On this day in 1972 a 6.2-magnitude earthquake in Managua, Nicaragua, killed more than 10,000 people and left 250,000 homeless. With family in Nicaragua now and frequent travels there I am always aware of the potential for earthquakes, volcanic eruptions and tsunamis. If fact just recently the country was hit with a trifecta of an earthquake, tsunami warning and major hurricane all at once. Oddly enough I feel somewhat safer there than I do in the United States should a major earthquake occur.
Nicaragua is a developing nation so they don’t have the resources to respond to the consequences of these events like the United States does. They have a very stream-lined form of government control. On the other hand when a Cascadia event occurs in the Pacific Northwest our resources will do little to impact the casualty numbers. Resources allocation decisions will need to be adjudicated, we just won’t have enough or the logistical capacity to move them where they need to go. Decision makers will be hesitant to make the call without a good common-operating picture. Obtaining a good common operating picture will not occur for a week.

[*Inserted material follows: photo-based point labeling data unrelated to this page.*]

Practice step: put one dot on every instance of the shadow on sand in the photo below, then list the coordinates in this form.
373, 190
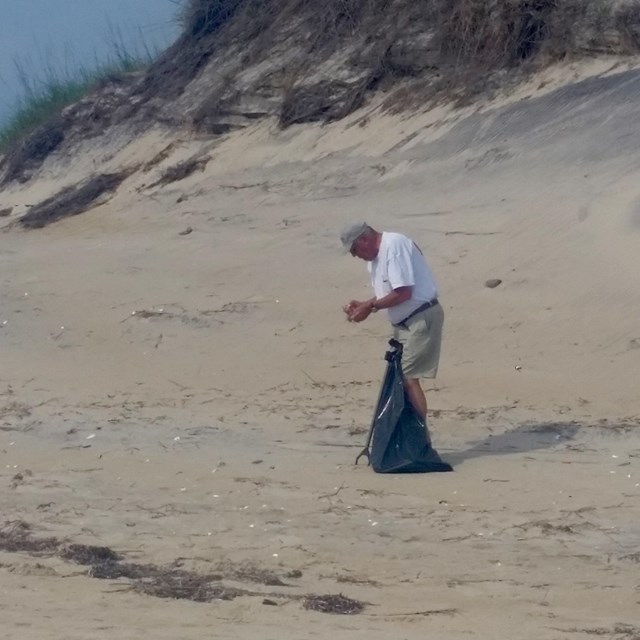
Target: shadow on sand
524, 438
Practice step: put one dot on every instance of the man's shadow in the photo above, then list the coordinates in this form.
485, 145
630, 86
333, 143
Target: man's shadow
524, 438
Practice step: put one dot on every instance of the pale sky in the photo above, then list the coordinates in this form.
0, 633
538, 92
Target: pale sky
65, 33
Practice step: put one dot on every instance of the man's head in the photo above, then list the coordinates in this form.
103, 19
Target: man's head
361, 240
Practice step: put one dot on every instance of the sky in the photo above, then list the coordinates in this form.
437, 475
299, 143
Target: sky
64, 34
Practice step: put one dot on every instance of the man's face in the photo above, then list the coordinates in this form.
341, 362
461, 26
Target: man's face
365, 247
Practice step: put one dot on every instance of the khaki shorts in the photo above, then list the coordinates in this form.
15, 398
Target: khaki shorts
421, 340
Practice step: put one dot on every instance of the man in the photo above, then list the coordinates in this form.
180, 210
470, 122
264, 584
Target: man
403, 285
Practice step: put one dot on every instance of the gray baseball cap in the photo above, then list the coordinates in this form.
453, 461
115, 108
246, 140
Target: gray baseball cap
351, 233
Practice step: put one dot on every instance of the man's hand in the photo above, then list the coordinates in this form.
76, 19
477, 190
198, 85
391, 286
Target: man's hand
357, 311
349, 307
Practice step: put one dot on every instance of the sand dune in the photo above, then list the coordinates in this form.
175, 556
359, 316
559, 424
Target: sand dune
195, 397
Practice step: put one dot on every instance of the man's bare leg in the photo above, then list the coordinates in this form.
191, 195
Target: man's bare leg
417, 397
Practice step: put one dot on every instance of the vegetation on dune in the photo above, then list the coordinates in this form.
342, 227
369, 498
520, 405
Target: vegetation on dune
44, 95
305, 61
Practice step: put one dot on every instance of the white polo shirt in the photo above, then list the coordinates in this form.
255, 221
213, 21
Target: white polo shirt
400, 263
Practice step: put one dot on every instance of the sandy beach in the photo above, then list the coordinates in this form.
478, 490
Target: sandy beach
179, 384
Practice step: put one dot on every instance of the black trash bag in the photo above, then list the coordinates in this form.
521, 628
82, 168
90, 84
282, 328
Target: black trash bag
398, 440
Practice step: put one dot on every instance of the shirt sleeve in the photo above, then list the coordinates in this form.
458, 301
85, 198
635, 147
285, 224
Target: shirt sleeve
400, 269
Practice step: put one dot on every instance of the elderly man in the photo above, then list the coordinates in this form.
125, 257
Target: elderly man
403, 285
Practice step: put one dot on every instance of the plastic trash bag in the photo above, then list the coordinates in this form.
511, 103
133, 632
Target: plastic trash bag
398, 440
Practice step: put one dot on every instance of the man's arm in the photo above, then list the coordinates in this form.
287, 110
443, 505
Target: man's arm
361, 310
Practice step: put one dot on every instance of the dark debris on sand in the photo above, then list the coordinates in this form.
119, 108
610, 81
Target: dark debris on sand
339, 604
170, 581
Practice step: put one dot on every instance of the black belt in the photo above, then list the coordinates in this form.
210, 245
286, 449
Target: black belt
420, 309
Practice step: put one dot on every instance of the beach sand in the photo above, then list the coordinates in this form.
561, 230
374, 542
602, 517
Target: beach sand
179, 383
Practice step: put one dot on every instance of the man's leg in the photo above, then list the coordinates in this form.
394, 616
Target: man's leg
417, 397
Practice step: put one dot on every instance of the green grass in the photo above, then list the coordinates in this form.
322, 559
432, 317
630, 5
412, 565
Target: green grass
43, 97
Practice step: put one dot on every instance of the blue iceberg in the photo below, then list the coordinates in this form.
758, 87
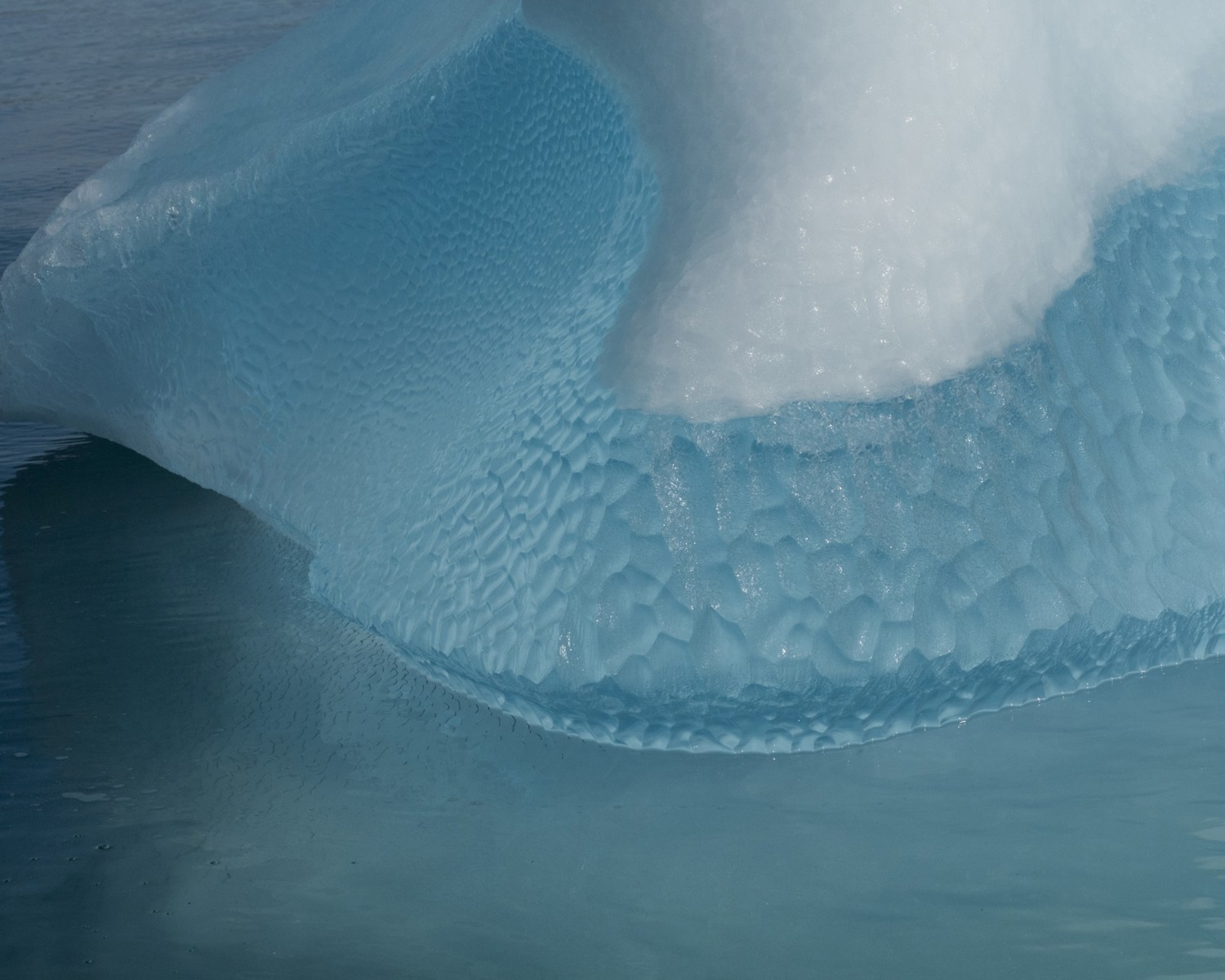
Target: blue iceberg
523, 352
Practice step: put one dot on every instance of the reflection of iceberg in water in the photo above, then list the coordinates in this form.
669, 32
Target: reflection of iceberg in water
370, 305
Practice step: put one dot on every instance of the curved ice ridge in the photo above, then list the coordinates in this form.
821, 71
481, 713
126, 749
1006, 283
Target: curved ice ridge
370, 305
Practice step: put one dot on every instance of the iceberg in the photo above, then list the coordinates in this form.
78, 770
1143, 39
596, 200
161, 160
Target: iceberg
679, 377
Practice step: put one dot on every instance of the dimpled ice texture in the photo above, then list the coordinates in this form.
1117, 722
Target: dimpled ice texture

We’ll be lucky if only 10,000 are killed initially. I expect that number will go up significantly within a few days either due to the impact of exposure, untreated injuries and lack of medication for chronic illnesses, subsequent aftershocks, fires and lack of potable water.
Our plans are based on lower levels of government asking for help from higher levels. This may work well in “normal” disasters but it will fail during a catastrophic event like a Cascadia. I’ve posted about innovative solutions that could be expanded on nationally but how likely are we to change the way we do disaster business? A recent article offered fours ways that the United States could improve our preparedness for disasters. They included:
- Revising the Stafford Act to meet the needs of the 21st Century
- Establishing a permanent fund for public health emergency response
- Increasing state and local preparedness resources
- Incentivizing more active private sector participation in disasters
We have an opportunity to be better prepared to manage the consequences of a major earthquake in the United States. But we need action not lip service. Failure to act now means we will fall back on our past behavior of taking action after the event. After the death toll is set and the headlines are history.
People in Nicaragua are generally not very interested in what goes on in the United States. I expect after a Cascadia event devastates the west coast of the United States they will be reading headlines just like we did in 1972. What the follow up stories reveal will be based more on what we did before the earthquake than after. Will we take action in time? I’d like to hear your thoughts?
Maybe it’s because I am cold and cranky, but I would put the odds of our spending the cash and time to do the necessary preparation as extremely poor.
Likewise Barbara I am expending effort to stay warm but Glog is tempering my crankiness. I also agree the odds of us changing the way we do disaster preparedness business are slim to none.
I would most definitely agree, the culture within the current fiefdoms are change resistant to a fault. Therefore, all one can do is to work within the span of your control and press others to do the same, revolution starts at home.
It is my sense that few of us train like we expect something major to happen. Even within the responder community it seems more common for people to want to prepare for an event that they have seen on their watch than to train for something large that happened in a different jurisdiction or a different time.
Once upon a time I was around some National Weather Service types who were enlisting the help of Psychologists to help understand how to get citizens to respond appropriately to weather disasters.
Perhaps we might enlist the help of Psychologists to get a better handle on why the professionals don’t play to the level that you expect….and how to motivate them in the right directions.